The sick feeling that had been twisting in Jordan’s gut since he’d first seen Shorty’s overhead shot of the crime scene intensified. “Yeah, I remember. Are you telling me—”
“I’m telling you to keep an open mind.” Marc opened the conference-room door, adding, “And brace yourself.”
T
hat’s a good forensics guy you’ve got there,” Hollis said absently about ten minutes later as she studied the photo pinned to the bulletin board on one side of the conference room. “He thought outside the box.”
“But how far outside the box?” Dani realized everyone was looking at her inquiringly, and added, “Could the killer know somebody would have the bright idea of getting an overhead shot? I mean, could he count on that?”
“And did he need to.” Hollis nodded. “Could be it was a little secret just for himself he thought nobody would discover. Something he could gloat over in private. I’m betting when we catch this guy, he’ll have lots of pictures. Maybe other trophies, but definitely photographs of his…work.”
Marc asked, “Because this scene was so obviously staged?”
“Because it’s staged so well. So precisely.

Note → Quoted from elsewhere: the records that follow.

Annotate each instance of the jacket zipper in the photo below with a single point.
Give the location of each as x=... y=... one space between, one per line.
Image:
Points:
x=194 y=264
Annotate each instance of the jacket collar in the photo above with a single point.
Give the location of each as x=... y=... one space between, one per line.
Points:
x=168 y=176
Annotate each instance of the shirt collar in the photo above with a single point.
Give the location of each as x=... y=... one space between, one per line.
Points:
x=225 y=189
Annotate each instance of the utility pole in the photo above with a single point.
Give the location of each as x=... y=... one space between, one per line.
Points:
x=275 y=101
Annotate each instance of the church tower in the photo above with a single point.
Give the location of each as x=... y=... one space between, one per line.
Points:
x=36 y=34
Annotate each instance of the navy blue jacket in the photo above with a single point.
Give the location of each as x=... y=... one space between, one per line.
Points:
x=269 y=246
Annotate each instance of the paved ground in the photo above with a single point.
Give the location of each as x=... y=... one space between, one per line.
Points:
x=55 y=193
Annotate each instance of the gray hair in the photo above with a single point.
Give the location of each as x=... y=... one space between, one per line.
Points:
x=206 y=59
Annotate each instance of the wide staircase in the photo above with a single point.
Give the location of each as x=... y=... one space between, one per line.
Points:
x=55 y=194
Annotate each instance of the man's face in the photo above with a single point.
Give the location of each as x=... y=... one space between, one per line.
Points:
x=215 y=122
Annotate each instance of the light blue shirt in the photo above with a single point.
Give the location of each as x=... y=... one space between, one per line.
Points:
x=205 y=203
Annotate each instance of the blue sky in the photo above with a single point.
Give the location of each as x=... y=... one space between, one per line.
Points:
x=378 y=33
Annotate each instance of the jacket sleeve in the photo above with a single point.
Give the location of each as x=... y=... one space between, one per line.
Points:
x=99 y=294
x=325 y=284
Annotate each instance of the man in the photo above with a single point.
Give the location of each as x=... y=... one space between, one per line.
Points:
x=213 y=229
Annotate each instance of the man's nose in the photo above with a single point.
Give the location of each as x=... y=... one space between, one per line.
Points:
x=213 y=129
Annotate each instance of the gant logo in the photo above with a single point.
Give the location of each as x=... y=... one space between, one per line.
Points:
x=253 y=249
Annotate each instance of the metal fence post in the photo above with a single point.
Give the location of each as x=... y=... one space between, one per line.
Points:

In my former life I was an artist, and I can tell you this scene was composed, for want of a better word. The natural elements already present, the hardscape and landscape, have been used to balance and enhance his…embellishments.”
Jordan, sitting at one end of the conference table and trying hard to avoid looking at the crime-scene photos spread out too close to him, said, “Is how or why he left the message as important as the message itself? I mean,
look
at it. And somebody please tell me it doesn’t mean what I think it means.”